On May 17, 2005, NutraCea entered into a one year consulting agreement (with Company options to extend on an annual basis) with a retired employee of NutraCea primarily for research and development work. Under the terms of the agreement, monthly compensation of $6,667 is payable. In addition, the consultant received warrants to purchase 10,000 shares of common stock at $0.50 a share. The 10,000 warrants are valued at $3,395 and expire in three years. Either party can cancel this agreement with 30-day written notice. Additionally, for each patent granted to NutraCea whereby the consultant is listed as inventor, the consultant shall receive 15,000 shares of restricted common stock.

Effective June 1, 2005, NutraCea entered into a one year consulting agreement with an investor relations firm. Either party may terminate the agreement upon four months written notice to the other party. Under the terms of the agreement monthly compensation is $5,000. In addition, the consulting firm received options to purchase 250,000 shares of common stock at $0.65 per share. The 250,000 options are valued at $90,044, expire in five years, and may not be exercised for the first year from the date of grant.

11

NUTRACEA AND SUBSIDIARIES
NOTES TO UNAUDITED CONSOLIDATED FINANCIAL STATEMENTS

Proposed Merger with The RiceX Company

On April 4, 2005, NutraCea and The RiceX Company ("RiceX") entered into an Agreement and Plan of Merger and Reorganization, (the "Merger Agreement"). Pursuant to the Merger Agreement, Red Acquisition Corporation, a wholly-owned subsidiary of NutraCea ("Merger Sub") will merge with and into RiceX (the "Merger"). As a result of the Merger, RiceX will become a wholly-owned subsidiary of NutraCea.

At the effective time of the Merger, the stockholders of RiceX will receive shares of NutraCea common stock in exchange for their shares of RiceX common stock, and NutraCea will assume the outstanding options and warrants to purchase RiceX common stock.
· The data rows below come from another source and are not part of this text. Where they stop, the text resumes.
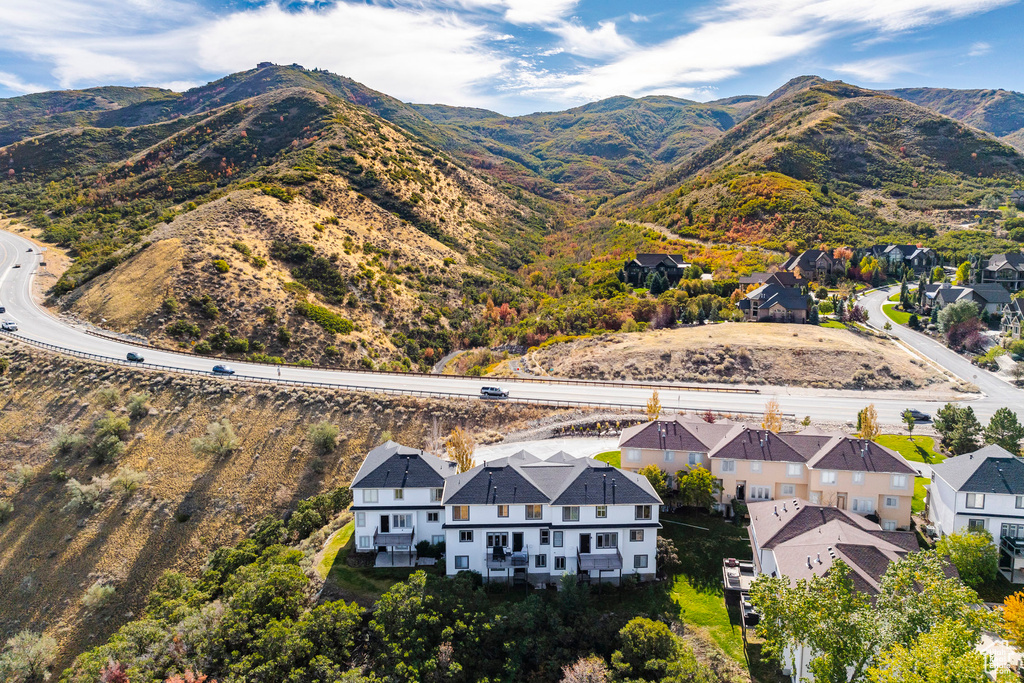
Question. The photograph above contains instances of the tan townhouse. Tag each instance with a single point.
(753, 464)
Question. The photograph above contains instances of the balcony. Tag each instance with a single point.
(501, 558)
(599, 561)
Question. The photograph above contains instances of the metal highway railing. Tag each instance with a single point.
(354, 387)
(503, 380)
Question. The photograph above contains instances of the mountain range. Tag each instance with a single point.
(299, 214)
NutraCea anticipates that the aggregate number of shares of Nutracea common stock that will be issued to the holders of RiceX common stock upon the Merger will be between approximately 28,000,000 and 36,000,000 shares. In addition, after the Merger, NutraCea anticipates that the RiceX security holders will hold between approximately 42% and 48% of the combined company on a fully diluted basis, which includes shares underlying NutraCea and RiceX options and warrants. The number of shares of NutraCea common stock issuable to RiceX stockholders is subject to adjustment for certain events, including the market price of NutraCea common stock and the number of outstanding RiceX options and warrants on the effective date of the Merger.
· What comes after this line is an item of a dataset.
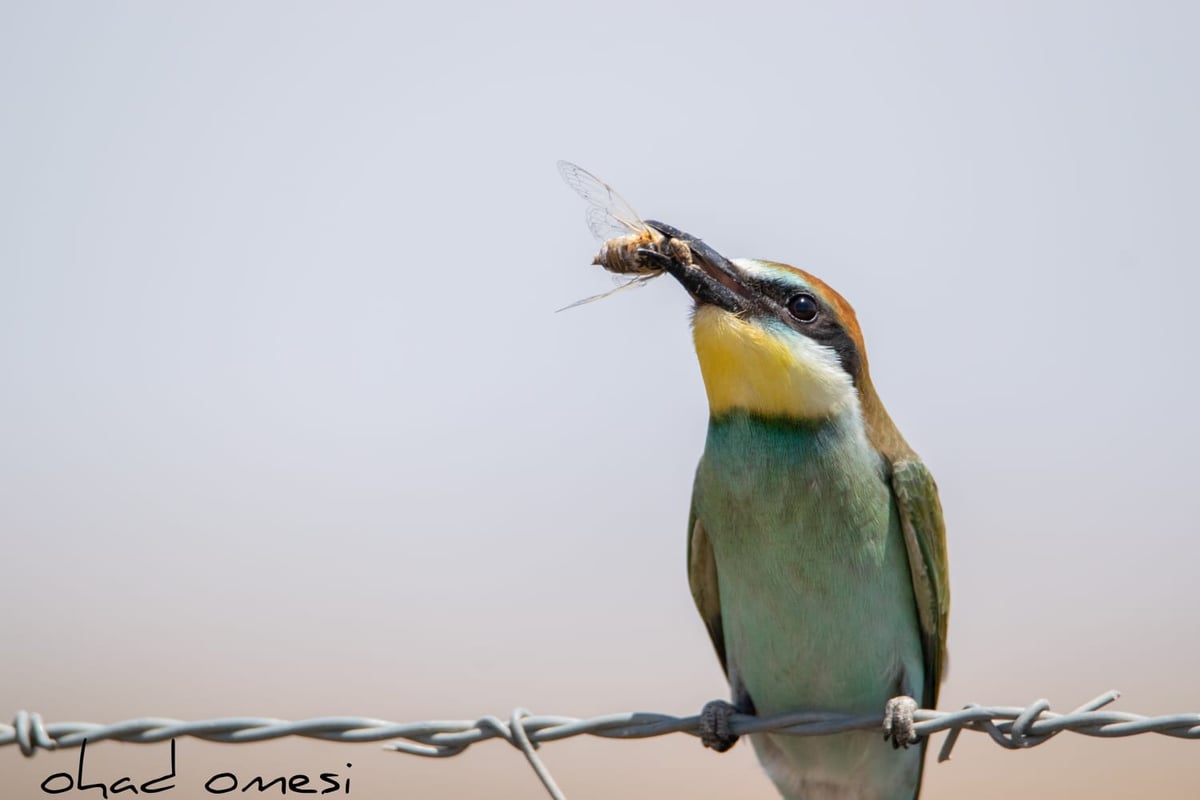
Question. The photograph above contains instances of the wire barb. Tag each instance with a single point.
(1011, 727)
On July 12, 2005, NutraCea obtained a permit from the Commissioner of Corporations of the State of California pursuant to Section 25121 of the California Corporate Securities Law of 1968, allowing the issuance of NutraCea Common Stock in the Merger to be exempt from registration under Section 3(a)(10) of the Securities Act of 1933.

On July 15, 2005, NutraCea and RiceX filed with the SEC a preliminary joint proxy statement pursuant to Section 14(a) of the Securities Exchange Act of 1934. This filing is currently under review by the SEC.

NOTE 5
COMMON STOCK

Common and Preferred Stock

All stock issued is valued at the fair value of the stock.
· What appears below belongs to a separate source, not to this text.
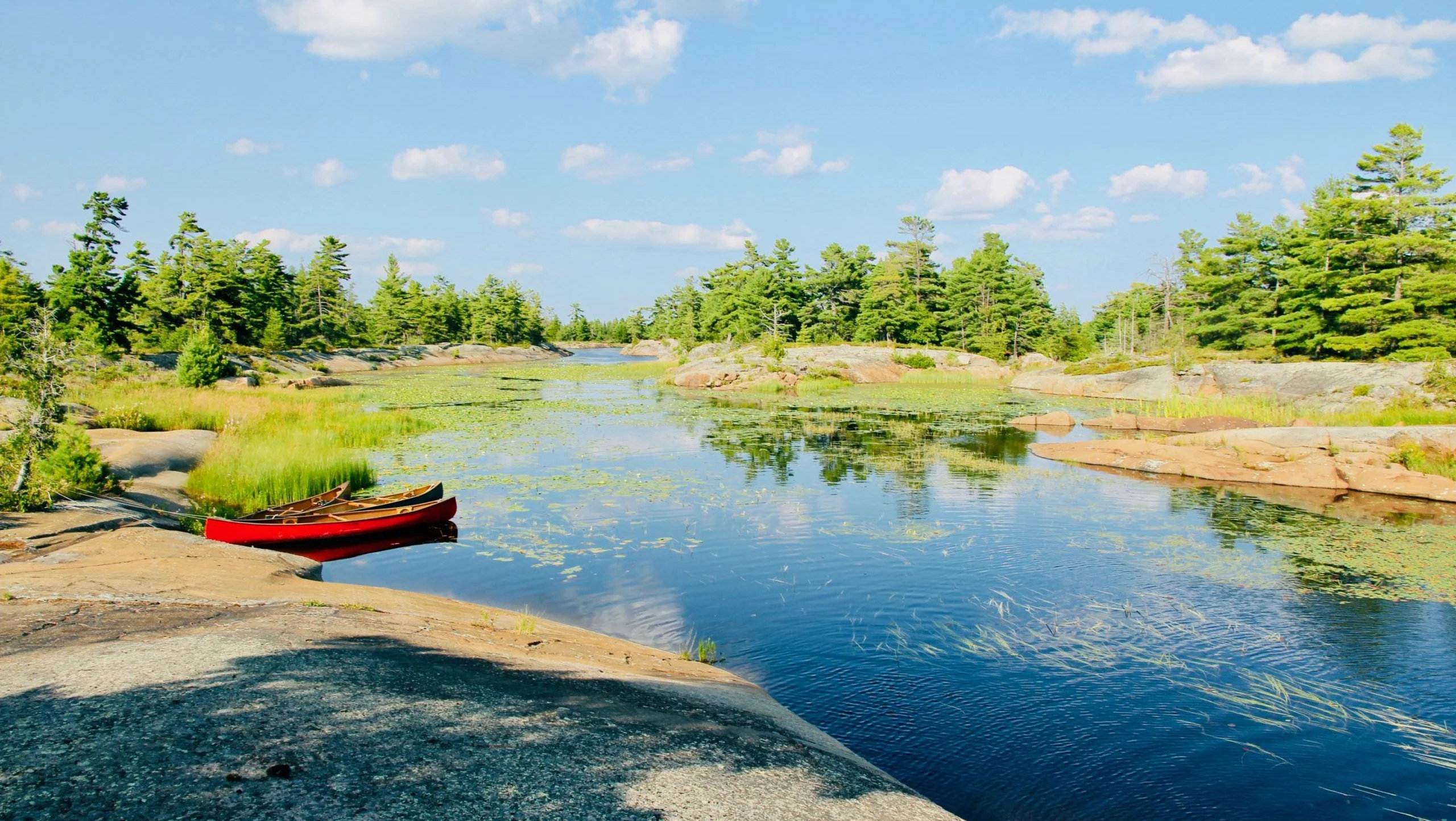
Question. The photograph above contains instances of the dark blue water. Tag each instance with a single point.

During the quarter ended June 30, 2005, NutraCea issued 29,786 shares of common stock to consultants for services rendered valued at $15,000.

During the quarter ended June 30, 2005, NutraCea issued 1,222,222 shares of common stock to repurchase technology and marketing rights valued at $550,000.

During the quarter ended June 30, 2005, NutraCea issued 35,000 shares of common stock to officers and directors for compensation valued at $16,100.

12

NUTRACEA AND SUBSIDIARIES
NOTES TO UNAUDITED CONSOLIDATED FINANCIAL STATEMENTS

During the quarter ended June 30, 2005, NutraCea issued 30,000 shares of common stock pursuant to the Patent Incentive Plan totaling $12,600.

Stock Options & Warrants

Expense for stock options and warrants issued to consultants is calculated at fair value using the Black-Scholes valuation method.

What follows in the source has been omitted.